The letter also included technical information that was not disclosed by the press release. It linked the role of the independent assessor for the third runway plans with an earlier proposal that a reformed slot allocation system would be the method used to limit flights. This would make the assessor’s findings independently enforceable. It also revealed that BAA had made this earlier proposal in February last year, in its response to the official consultation. That response — and therefore the earlier proposal — is no longer in the public domain, and the press release made no reference to the proposal.

The DfT’s response to my request raises questions about the tactics that the department is prepared to employ to block the release of information, in stark contrast to Gordon Brown’s recent promises of more transparency.

Both the FOI Act and the Environmental Information Regulations include exemptions that allow public authorities to refuse to disclose information that is available elsewhere. In its response to my request for a review of the DfT’s decision, a senior official asserted that because the letter and the press release covered the proposal for an independent assessor in the same terms, “the information contained within the two documents is the same”. She also offered reassurance that all the “relevant” information was in the public domain.

The DfT’s approach in this case concerns Maurice Frankel, director of the Campaign for Freedom of Information. He told me: “It was unnecessary and pedantic, and not releasing the letter was bound to create suspicion. They shouldn’t be assessing what you need to know. The regulation cited does not allow any information to be withheld, however insignificant or irrelevant it may be or be judged to be.”

A DfT spokesperson said: “This decision, made under EIR rules, was that the information requested was publicly available and easily accessible already, as it was contained in a BAA press notice issued in November 2008. The decision was internally reviewed and upheld.”

Another case in which Greening says a minister gave a misleading answer to a question also involves BAA’s lobbying over the new runway.

Ian Pearson, then a minister at the Department for Business, had appeared to claim that ministers had not met the aviation industry to discuss Heathrow expansion. But a letter from Peter Mandelson to Matthews revealed that business minister Baroness Vadera had met the BAA chief executive to discuss new runway capacity. The Department for Business claimed that Pearson had not answered inaccurately because no specific meetings about Heathrow had taken place.

But Greening disputes this.

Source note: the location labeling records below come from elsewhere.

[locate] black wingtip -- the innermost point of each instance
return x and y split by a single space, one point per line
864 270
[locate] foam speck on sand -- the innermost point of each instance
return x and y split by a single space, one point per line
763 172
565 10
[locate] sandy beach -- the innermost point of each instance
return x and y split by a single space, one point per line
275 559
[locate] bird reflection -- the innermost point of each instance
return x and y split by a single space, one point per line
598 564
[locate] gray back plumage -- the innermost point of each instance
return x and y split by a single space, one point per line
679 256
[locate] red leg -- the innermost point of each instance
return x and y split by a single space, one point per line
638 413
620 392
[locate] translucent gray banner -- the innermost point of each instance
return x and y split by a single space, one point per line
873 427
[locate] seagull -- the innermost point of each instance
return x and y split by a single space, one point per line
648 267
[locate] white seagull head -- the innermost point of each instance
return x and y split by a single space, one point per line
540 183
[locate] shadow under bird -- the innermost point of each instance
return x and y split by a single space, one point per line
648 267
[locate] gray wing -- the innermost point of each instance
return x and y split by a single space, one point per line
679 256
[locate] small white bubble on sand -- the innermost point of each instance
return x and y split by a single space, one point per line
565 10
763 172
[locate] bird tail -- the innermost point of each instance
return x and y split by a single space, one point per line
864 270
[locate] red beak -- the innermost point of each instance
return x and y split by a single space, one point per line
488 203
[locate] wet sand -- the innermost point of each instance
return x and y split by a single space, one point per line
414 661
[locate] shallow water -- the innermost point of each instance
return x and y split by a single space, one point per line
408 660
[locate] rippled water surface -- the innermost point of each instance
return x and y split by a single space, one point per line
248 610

She told Bercow: “MPs should not need a degree in law to be able to word parliamentary questions to get adequate answers or to be able to ascertain the exact nature of a Ministerial response.

“The alternative of using the FOI route is cumbersome and deliberately dragged out by departments, but that is increasingly the route I take because I find that too often I cannot rely on the adequacy or accuracy of ministerial answers to my parliamentary questions.”